Two assessments of Scotland's future
It's about spending, it's about taxation, it's about people, it's about politics, it's about propaganda, it's about claim and counter-claim, it's about oil.
On the same day we had not one but two documentary assessments of the economic future of Scotland under independence.
Danny Alexander set out Treasury thinking at a briefing in an Edinburgh hotel, watched by civil servants, special advisers, sundry economists and the wicked media.
A few yards up the hill, Alex Salmond offered Scottish government analysis.
Mr Alexander appeared to believe that the Scottish government effort was a spoiler. Not so, said Mr Salmond.
You will find the substance elsewhere on these pages. Perhaps it might be pertinent though to draw attention to one or two facets.
Firstly, the prelude.
The Treasury scarcely helped its case by highlighting an estimate of the start-up costs for independence which was predicated upon an academic study by the LSE.
That resulted in a high figure being promulgated. The LSE academic cited said his analysis had been "badly misrepresented".
According to Scottish ministers like John Swinney, that controversy "completely undermined" the Treasury case, casting doubt upon the entire exercise.
Treasury Ministers stressed their final, published report did not use that figure - and, in any case, start-up costs were but a tiny proportion of the overall bill which independence would involve (some £4, they say, out of the total "Union dividend" of £1400).
Further, critics of the Scottish government position noted that Mr Swinney repeatedly declined to offer his own estimate of start-up costs when interviewed on the wireless (BBC Radio Scotland, naturally).

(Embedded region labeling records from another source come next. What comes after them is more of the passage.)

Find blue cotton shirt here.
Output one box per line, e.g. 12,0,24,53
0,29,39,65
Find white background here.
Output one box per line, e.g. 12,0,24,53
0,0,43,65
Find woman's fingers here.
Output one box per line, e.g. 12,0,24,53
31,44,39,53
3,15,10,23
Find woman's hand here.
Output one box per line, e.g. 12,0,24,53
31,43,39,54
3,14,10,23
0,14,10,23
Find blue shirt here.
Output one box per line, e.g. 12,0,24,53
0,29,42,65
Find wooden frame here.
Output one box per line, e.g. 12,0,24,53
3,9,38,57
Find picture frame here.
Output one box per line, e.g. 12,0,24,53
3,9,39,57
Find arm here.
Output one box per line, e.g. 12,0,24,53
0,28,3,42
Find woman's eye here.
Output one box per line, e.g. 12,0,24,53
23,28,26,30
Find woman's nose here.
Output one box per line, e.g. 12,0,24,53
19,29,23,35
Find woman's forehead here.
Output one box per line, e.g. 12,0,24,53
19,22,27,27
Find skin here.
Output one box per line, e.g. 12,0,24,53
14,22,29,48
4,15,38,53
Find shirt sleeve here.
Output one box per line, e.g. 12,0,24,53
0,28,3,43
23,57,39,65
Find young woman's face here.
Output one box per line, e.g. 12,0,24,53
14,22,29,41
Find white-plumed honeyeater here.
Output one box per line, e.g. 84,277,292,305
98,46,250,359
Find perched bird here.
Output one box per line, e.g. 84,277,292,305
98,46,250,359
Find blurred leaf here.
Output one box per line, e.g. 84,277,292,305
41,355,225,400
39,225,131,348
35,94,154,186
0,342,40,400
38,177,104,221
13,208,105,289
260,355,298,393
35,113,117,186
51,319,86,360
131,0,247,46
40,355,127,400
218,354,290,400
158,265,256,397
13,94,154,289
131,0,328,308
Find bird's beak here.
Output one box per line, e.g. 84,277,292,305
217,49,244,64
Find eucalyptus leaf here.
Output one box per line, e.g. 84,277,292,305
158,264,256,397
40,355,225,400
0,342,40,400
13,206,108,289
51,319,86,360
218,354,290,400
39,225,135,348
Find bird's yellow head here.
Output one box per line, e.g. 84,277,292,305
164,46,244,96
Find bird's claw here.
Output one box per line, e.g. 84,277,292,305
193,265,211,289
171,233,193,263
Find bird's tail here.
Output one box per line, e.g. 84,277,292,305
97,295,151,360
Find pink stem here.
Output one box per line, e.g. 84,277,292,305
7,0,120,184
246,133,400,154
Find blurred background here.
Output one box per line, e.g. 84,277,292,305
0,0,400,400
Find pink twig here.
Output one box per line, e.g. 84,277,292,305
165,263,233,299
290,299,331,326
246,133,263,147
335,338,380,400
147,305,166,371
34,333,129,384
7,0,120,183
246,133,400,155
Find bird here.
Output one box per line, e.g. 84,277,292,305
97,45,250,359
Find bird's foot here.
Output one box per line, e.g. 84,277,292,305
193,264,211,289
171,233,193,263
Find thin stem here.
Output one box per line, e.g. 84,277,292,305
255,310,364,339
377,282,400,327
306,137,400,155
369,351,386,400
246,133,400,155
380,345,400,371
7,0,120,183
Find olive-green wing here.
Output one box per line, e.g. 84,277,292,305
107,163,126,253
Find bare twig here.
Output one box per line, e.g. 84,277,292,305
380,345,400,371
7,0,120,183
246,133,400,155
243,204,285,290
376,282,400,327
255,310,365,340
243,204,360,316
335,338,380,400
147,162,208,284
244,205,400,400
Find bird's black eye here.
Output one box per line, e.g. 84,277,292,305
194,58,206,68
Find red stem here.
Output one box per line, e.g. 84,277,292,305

Mr Swinney said there would be a range of factors in play, including the negotiations over assets with the remainder of the UK.
Mr Salmond said that the traduced academic, Professor Dunleavy, had produced a figure of around £250m in start-up costs. He broadly agreed.
Treasury ministers said that was risibly low.
'Stasis versus growth'
To other matters.
Consider the different nature of the approach by the two governments. You could characterise this as stasis versus growth.
The Treasury took the current position in which, they said, Scottish spending is roughly one thousand pounds per head higher than elsewhere in the UK.
Under independence, that cost would fall solely upon Scotland.
Add to that, they said, a disproportionately ageing population, declining oil revenues linked to over-ambitious Scottish government estimates of return, those start-up costs - and you have a bill totalling £1400 for every person in Scotland to fund independence.
Intriguingly, the Treasury turns that round into a "dividend" under the Union: a positive depiction.
It would appear that strategists have heard the message that negative campaigning - or what can be depicted as negative campaigning - can be counter-productive.
Question: if the bulk of that dividend is predicated upon higher spending, via the Barnett formula, does that amount to a guarantee that said spending lead will continue?
I reminded Mr Alexander that his party had gained coalition power in Westminster on the basis of a manifesto which promised a needs-based distribution of spending.
He said that had been overtaken and no political party was now contemplating the removal of Barnett.
Then the growth scenario.
Mr Salmond says that, over fifteen years, Scotland could accumulate a £5bn "independence bonus" - some £1000 per person.
Question: say the growth fails to materialise or falls short. What happens to the bonus?
Mr Salmond said that small countries with economic levers had proven remarkably adept at generating growth.
Nevertheless, there is uncertainty inherent in each offer. No surprise given that our recipe here is economic forecasting blended with political machination.
The Scottish government has now downgraded its projections of North Sea tax receipts.
They use various scenarios but, taking the one they highlighted a year ago, the figure for 2016/17 - the putative year of independence - is down from £7.9bn to £6.9bn.
In an analysis of the contest today, the Institute for Fiscal Studies points out the difference between even this revised figure and the £2.9bn used by the Office for Budget Responsibility.
That, say the IFS, is the crucial gap between the Treasury and the Scottish government.
Mr Salmond's critics tend to point to the OBR statistic, as quoted by the IFS. Mr Salmond says they have routinely under-estimated the oil price.
A significant day. Not decisive either way. Not final, by any means.
But much of the remainder of this prolonged exercise in public persuasion will be founded upon the competing visions of independence offered today.